The manuscript is available here. And here are the first three paragraphs:

Otto von Schelling, the Senior State Attorney, cut an impressive figure. His civil service uniform was immaculate. Before when I had seen him, he looked to be of average build. But seeing him before us, wearing his red imperial sash, his chest now seemed immense, seemingly swollen with pride for the recognition conferred him by the Kaiser. His whiskers were immense, and had they been on a less dignified mien, might have appeared startling, but for von Schelling they made him appear almost majestic. Removing his pince-nez, he looked out at those present and smiled.

“Gentlemen, I want to thank you for coming to the Reichsjustizamt this afternoon.
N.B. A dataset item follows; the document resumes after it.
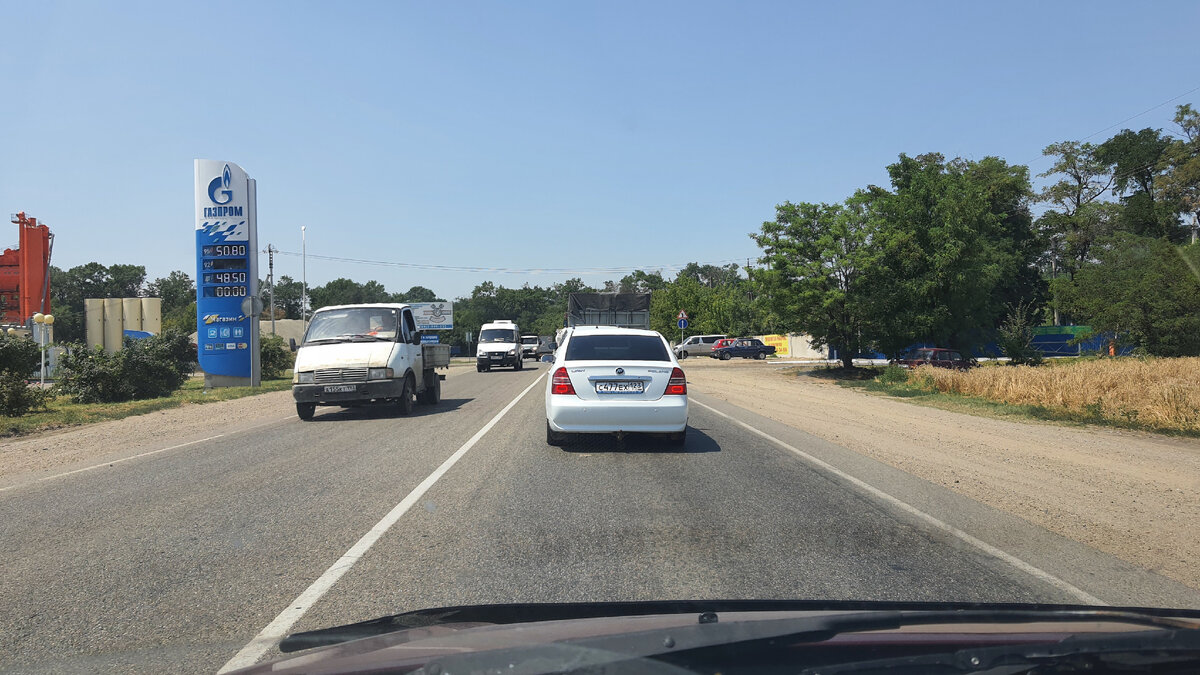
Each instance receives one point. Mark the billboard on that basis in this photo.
(433, 316)
(226, 270)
We realize there has been some concern among you, our honoured foreign correspondents, about the use of the lese majeste law, and I want to clearly explain the government’s position on this matter.”
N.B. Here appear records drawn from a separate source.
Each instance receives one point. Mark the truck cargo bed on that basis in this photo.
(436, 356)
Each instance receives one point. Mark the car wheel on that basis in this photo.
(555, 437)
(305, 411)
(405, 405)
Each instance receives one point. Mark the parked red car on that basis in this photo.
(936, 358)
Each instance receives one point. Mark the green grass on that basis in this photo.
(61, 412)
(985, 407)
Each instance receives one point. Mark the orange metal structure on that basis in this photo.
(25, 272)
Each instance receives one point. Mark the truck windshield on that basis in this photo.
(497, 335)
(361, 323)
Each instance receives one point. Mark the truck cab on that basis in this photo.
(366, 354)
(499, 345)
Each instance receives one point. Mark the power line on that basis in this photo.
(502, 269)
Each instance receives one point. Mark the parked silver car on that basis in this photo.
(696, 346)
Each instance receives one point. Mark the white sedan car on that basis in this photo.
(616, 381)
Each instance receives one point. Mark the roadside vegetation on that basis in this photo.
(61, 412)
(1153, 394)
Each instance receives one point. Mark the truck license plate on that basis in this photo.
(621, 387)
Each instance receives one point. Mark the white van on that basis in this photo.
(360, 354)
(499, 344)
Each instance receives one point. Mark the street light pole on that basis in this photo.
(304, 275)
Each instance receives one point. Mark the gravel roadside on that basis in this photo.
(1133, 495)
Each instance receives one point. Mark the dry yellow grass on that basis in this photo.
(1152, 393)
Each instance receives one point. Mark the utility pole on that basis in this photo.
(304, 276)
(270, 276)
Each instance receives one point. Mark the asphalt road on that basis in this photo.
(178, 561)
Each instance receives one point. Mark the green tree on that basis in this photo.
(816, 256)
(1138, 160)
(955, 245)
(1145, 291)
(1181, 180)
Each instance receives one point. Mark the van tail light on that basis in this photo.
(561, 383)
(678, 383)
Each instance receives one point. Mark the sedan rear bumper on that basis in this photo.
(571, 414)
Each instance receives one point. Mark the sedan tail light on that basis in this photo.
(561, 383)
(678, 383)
“As you may know, German law recognises the importance of honour and reputation. Everyone–from the Kaiser to the most humble citizen–is protected from libel and slander. Of course one whose reputation is besmirched may resort to seeking civil damages, but here the integrity of each person’s reputation is what ensures peace and order in society, and so the German state makes such violations criminal.”

“There has been concern in the local and foreign press that there is a perceived lack of discretion in the use of the lese majeste law. I say ‘perceived’ because I believe that there is a misunderstanding about the lese majeste law, particularly amongst our foreign guests. You may prize freedom of expression above all else. And we might say that we cherish protections of our good names. You should realise that the lese majeste provision is a deep expression of Teutonic, of German culture. I might even hazard saying that it is part of what makes us German, just as our love of monarchy is a central impulse of all true Germans. I might even go so far as to say that it is impossible to have a true German who entertains republic thoughts.”